As the ligaments in her back relaxed in the heat, they popped, releasing energy stored as compression. She did not intend to drink the full bottle but was not surprised when she did, and resigned herself to the inevitable self-hatred in the morning: a dim loathing that, she knew, would be compounded by other items and by other affairs, by the morphine she’d taken and by a plan vaguely forming in her mind, forming against her wishes and her rationality, to do one final thing; to give her country one final chance to…
Vienna bothered her. The hedonism concealed the barbarism. She cared for neither. And when the two became indistinguishable, she felt a faint desire to retch.
Olivia sipped her wine, briefly appreciating its floral and mineral beauty, then pursued the appalling thought. Who was she, what was she, what was she really, now that she’d come this far and was about to go much farther? Her mind demanded clarification. Clearly, she was no spy. She would neither have spied for the old Soviet Union nor given them anything. But was she a traitor? She knew that, once in Russia, she would be pressed to reveal details of her previous work and had already decided to refuse and had mentally rehearsed how she would do so. Still…

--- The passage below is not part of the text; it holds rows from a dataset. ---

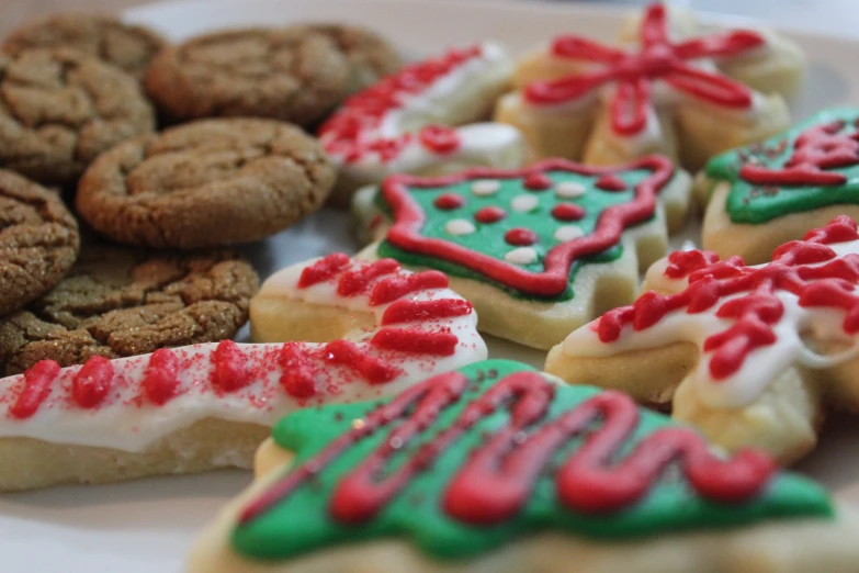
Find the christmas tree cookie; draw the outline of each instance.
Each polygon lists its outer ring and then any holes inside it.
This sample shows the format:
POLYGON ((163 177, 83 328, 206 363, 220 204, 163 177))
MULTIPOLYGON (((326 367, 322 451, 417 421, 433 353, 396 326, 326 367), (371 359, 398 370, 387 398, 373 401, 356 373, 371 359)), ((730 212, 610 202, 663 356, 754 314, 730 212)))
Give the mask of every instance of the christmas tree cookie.
POLYGON ((837 215, 859 218, 859 108, 715 157, 696 187, 710 199, 703 247, 750 265, 837 215))
POLYGON ((536 158, 592 165, 665 154, 688 169, 788 127, 804 58, 771 32, 704 29, 647 7, 624 46, 558 35, 525 55, 495 119, 536 158))
POLYGON ((764 453, 506 360, 290 415, 192 573, 847 572, 859 521, 764 453))
POLYGON ((838 217, 758 266, 672 252, 633 305, 553 348, 546 371, 670 403, 714 443, 790 463, 816 443, 827 406, 859 409, 856 229, 838 217))
POLYGON ((393 176, 368 199, 355 211, 377 241, 360 257, 444 271, 482 332, 549 349, 632 302, 638 272, 683 223, 689 177, 658 156, 615 167, 554 159, 393 176))

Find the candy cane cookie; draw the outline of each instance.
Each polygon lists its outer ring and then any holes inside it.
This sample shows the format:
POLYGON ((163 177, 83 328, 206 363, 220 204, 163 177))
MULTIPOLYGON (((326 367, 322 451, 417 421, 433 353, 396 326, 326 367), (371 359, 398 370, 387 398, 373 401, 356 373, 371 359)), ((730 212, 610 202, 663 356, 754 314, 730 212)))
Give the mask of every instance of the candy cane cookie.
POLYGON ((375 238, 359 258, 447 272, 475 305, 482 332, 549 349, 635 300, 638 273, 682 227, 689 181, 657 156, 392 176, 374 198, 355 196, 359 224, 375 238))
MULTIPOLYGON (((357 328, 326 342, 225 340, 65 369, 44 360, 1 379, 0 491, 249 468, 286 413, 391 395, 486 358, 472 306, 439 272, 351 263, 344 255, 287 270, 304 302, 281 310, 309 321, 307 338, 328 332, 317 327, 326 312, 357 328), (331 311, 337 290, 342 304, 331 311), (326 296, 331 306, 321 306, 326 296), (380 327, 359 327, 361 311, 375 312, 380 327)), ((258 326, 274 306, 268 297, 282 300, 283 274, 270 281, 252 303, 258 326)))
POLYGON ((282 419, 191 573, 851 573, 859 520, 755 450, 488 360, 282 419))
POLYGON ((606 165, 657 153, 690 170, 789 125, 782 97, 802 77, 798 47, 772 33, 672 27, 688 26, 671 26, 657 3, 632 48, 555 37, 521 60, 496 121, 518 127, 538 158, 606 165))
POLYGON ((708 204, 703 247, 749 265, 837 215, 859 220, 859 108, 714 157, 696 189, 708 204))
POLYGON ((490 43, 406 66, 352 96, 319 130, 340 166, 332 201, 391 173, 445 173, 467 166, 519 167, 515 127, 483 122, 507 89, 512 63, 490 43))
POLYGON ((648 271, 649 292, 573 332, 546 371, 671 403, 714 443, 790 463, 827 406, 859 409, 856 228, 838 217, 758 266, 672 252, 648 271))

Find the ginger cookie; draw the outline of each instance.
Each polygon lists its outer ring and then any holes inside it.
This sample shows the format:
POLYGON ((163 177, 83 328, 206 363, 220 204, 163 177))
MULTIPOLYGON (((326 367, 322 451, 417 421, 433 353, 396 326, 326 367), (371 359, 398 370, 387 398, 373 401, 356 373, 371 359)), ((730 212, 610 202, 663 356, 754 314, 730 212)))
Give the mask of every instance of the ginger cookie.
POLYGON ((250 115, 307 126, 399 64, 387 42, 361 27, 246 29, 163 49, 144 85, 172 120, 250 115))
POLYGON ((75 183, 118 142, 151 132, 138 83, 78 52, 0 54, 0 167, 41 183, 75 183))
POLYGON ((167 45, 158 33, 106 14, 56 14, 33 20, 12 32, 2 50, 68 47, 94 56, 142 80, 149 60, 167 45))
POLYGON ((230 252, 152 255, 84 245, 69 274, 0 323, 4 374, 39 360, 61 367, 92 356, 224 340, 248 318, 258 278, 230 252))
POLYGON ((78 187, 80 215, 120 243, 182 249, 261 239, 321 206, 336 172, 272 120, 205 120, 125 142, 78 187))
POLYGON ((59 196, 0 170, 0 314, 54 288, 78 257, 78 224, 59 196))

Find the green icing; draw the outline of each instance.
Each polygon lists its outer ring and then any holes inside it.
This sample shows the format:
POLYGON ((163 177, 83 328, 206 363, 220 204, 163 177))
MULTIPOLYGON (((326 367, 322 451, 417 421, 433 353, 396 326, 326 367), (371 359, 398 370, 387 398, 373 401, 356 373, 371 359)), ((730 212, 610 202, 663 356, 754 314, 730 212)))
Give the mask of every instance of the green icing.
MULTIPOLYGON (((617 176, 626 183, 625 191, 603 191, 595 187, 599 177, 589 177, 578 173, 570 173, 568 171, 545 171, 544 175, 549 177, 553 183, 562 181, 574 181, 583 184, 587 192, 575 199, 563 199, 555 195, 552 189, 545 191, 529 191, 522 187, 522 179, 497 179, 500 182, 500 190, 490 196, 478 196, 472 193, 471 186, 474 180, 466 180, 460 183, 438 187, 438 188, 409 188, 411 198, 420 205, 426 213, 426 223, 421 229, 421 236, 427 238, 443 239, 450 243, 455 243, 475 252, 488 255, 498 260, 504 260, 504 256, 507 251, 516 248, 508 245, 505 239, 505 233, 511 228, 524 227, 536 233, 539 240, 533 248, 536 249, 538 259, 531 265, 522 266, 531 272, 543 271, 543 258, 553 247, 561 244, 554 234, 561 226, 574 225, 578 226, 586 235, 594 232, 597 225, 597 220, 600 214, 608 207, 621 203, 629 203, 633 200, 634 189, 642 181, 644 181, 651 171, 646 169, 629 170, 617 173, 617 176), (465 198, 466 203, 460 209, 452 211, 441 211, 433 204, 436 198, 444 193, 457 193, 465 198), (533 194, 539 200, 536 209, 528 213, 516 212, 510 209, 510 201, 521 194, 533 194), (552 217, 552 207, 558 203, 574 203, 585 209, 586 215, 584 218, 575 222, 562 222, 552 217), (507 212, 507 216, 496 223, 482 224, 475 221, 474 214, 485 206, 500 206, 507 212), (474 223, 476 232, 470 235, 451 235, 444 229, 444 225, 453 218, 464 218, 474 223)), ((375 199, 378 209, 385 213, 388 217, 392 216, 391 207, 385 202, 382 193, 376 194, 375 199)), ((539 300, 544 302, 552 301, 567 301, 574 297, 574 281, 578 271, 585 265, 596 265, 601 262, 611 262, 621 257, 623 254, 623 246, 618 244, 617 246, 606 249, 602 252, 583 257, 580 260, 574 262, 569 272, 569 285, 567 289, 557 296, 538 297, 532 296, 515 289, 510 289, 497 281, 489 279, 478 271, 463 267, 455 262, 438 259, 436 257, 428 257, 415 252, 403 250, 395 245, 392 245, 387 240, 383 240, 378 246, 380 257, 391 257, 405 265, 415 267, 427 267, 443 271, 448 274, 463 277, 466 279, 474 279, 482 282, 488 282, 494 284, 498 289, 508 292, 510 295, 523 299, 523 300, 539 300)))
POLYGON ((770 169, 782 168, 793 153, 796 137, 810 127, 843 120, 845 127, 839 133, 854 134, 857 132, 857 119, 859 108, 825 110, 764 143, 739 147, 711 159, 705 168, 707 177, 731 183, 726 203, 731 221, 766 223, 790 213, 830 205, 859 204, 859 162, 849 167, 826 169, 827 172, 843 173, 847 178, 847 182, 839 186, 761 187, 739 177, 739 170, 748 162, 770 169))
MULTIPOLYGON (((460 369, 472 380, 462 400, 444 409, 422 436, 403 448, 391 463, 396 467, 449 427, 466 404, 506 375, 533 370, 507 360, 488 360, 460 369)), ((588 386, 558 389, 546 419, 575 408, 598 393, 588 386)), ((299 411, 284 418, 273 430, 276 442, 296 453, 301 464, 329 442, 349 431, 354 420, 388 400, 349 405, 332 405, 299 411)), ((267 513, 233 531, 231 542, 240 553, 260 560, 283 560, 326 547, 385 537, 407 537, 422 551, 438 559, 457 559, 490 551, 517 537, 541 530, 563 530, 574 536, 603 540, 623 540, 670 531, 736 527, 764 519, 801 516, 832 516, 830 501, 824 490, 801 476, 778 474, 757 498, 742 505, 719 505, 698 497, 676 475, 666 472, 651 493, 620 513, 585 515, 572 512, 556 498, 553 476, 541 478, 524 508, 501 525, 476 527, 451 519, 440 507, 440 493, 451 476, 485 436, 508 423, 501 409, 479 422, 452 447, 444 450, 431 471, 418 474, 404 491, 372 520, 347 526, 336 523, 328 512, 328 499, 341 476, 353 469, 386 439, 391 427, 375 431, 348 449, 314 481, 299 486, 267 513)), ((660 414, 641 409, 641 424, 619 458, 655 429, 678 425, 660 414)), ((580 446, 570 440, 555 460, 564 459, 580 446)))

Before leaving Los Alamos, she’d reread the Constitution. In the Founders’ world, treason was such a vague concept, so amenable to oppressive distortion and abuse, that they’d chosen to define it very carefully. It was the only crime enumerated in the Constitution. Now she recited it from memory, taking in the words of strict limitation that, for that very reason, made the crime more heinous.
“Treason against the United States shall consist only in levying War against them, or in adhering to their Enemies, giving them Aid and Comfort. No Person shall be convicted of Treason unless on the Testimony of two Witnesses to the same overt Act, or on Confession in open Court. The Congress shall have Power to declare the Punishment of Treason, but no Attainder of Treason shall work Corruption of Blood, or Forfeiture except during the Life of the Person attainted.”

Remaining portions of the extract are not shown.